How to Practice Interviewing
By Elijah Thomas
Getting your résumé through the initial review phase is an accomplishment unto itself. But then you’ve got to nail the interview. As with so many other pursuits, practice makes perfect.
REFINE YOUR ANSWERS
Interviewing can be stressful, in particular if you’re worried about misspeaking. The good news is that there are often standard questions involved with these discussions, meaning you have an opportunity to refine your answers before going face-to-face with someone who will decide your employment fate. They’re likely to ask you about previous experience in the field, what brought you to this job opening, and things you’d like to accomplish were you to get the job. Determine what your answers will be in advance, and make sure you’re ready to put your best foot forward.
TRY A MOCK INTERVIEW
Your answers should be limited to a few sentences for each question so that the interview can proceed. Rehearsing alone is a good place to start, but nothing beats personal interaction. Ask a friend to sit in for a mock interview, with a provided list of talking points. This will help you further refine your answers, as they ask follow up questions. You can also work on eye contact.
FOCUS ON ATTITUDE
There’s an old saying: “You never get a second chance to make a first impression.” Looking the part and meeting the job requirements won’t secure the job if you don’t have the right attitude. Job recruiters are looking for enthusiastic, collaborative candidates, in particular if you are going to be in a public-facing position or placed in a leadership role. Don’t disparage your last boss, or talk dismissively of previous tasks you’ve been charged with. Sometimes the difference between getting hired and getting overlooked is nothing more than having an upbeat point of view.

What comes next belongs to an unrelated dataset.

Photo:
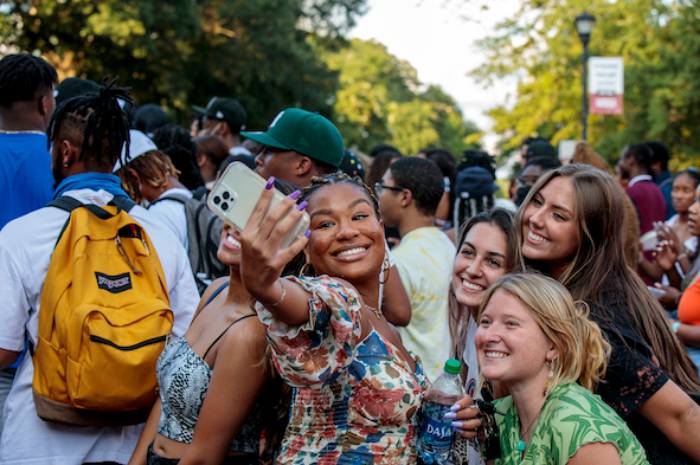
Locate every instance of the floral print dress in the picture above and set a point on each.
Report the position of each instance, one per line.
(354, 400)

There is more than one interviewing style, so it’s important to be nimble. Some hiring managers are interested in thoughtful, more detailed conversations, while others may be cut and dry. They’ll only ask a few general questions, then move on to the next person. The most successful candidates can “read the room,” quickly ascertaining what’s required. You’ll need to craft your answers according to these expectations in real time. No matter the interviewing style, remember to make your responses short and to the point. You can chat more after you’re hired.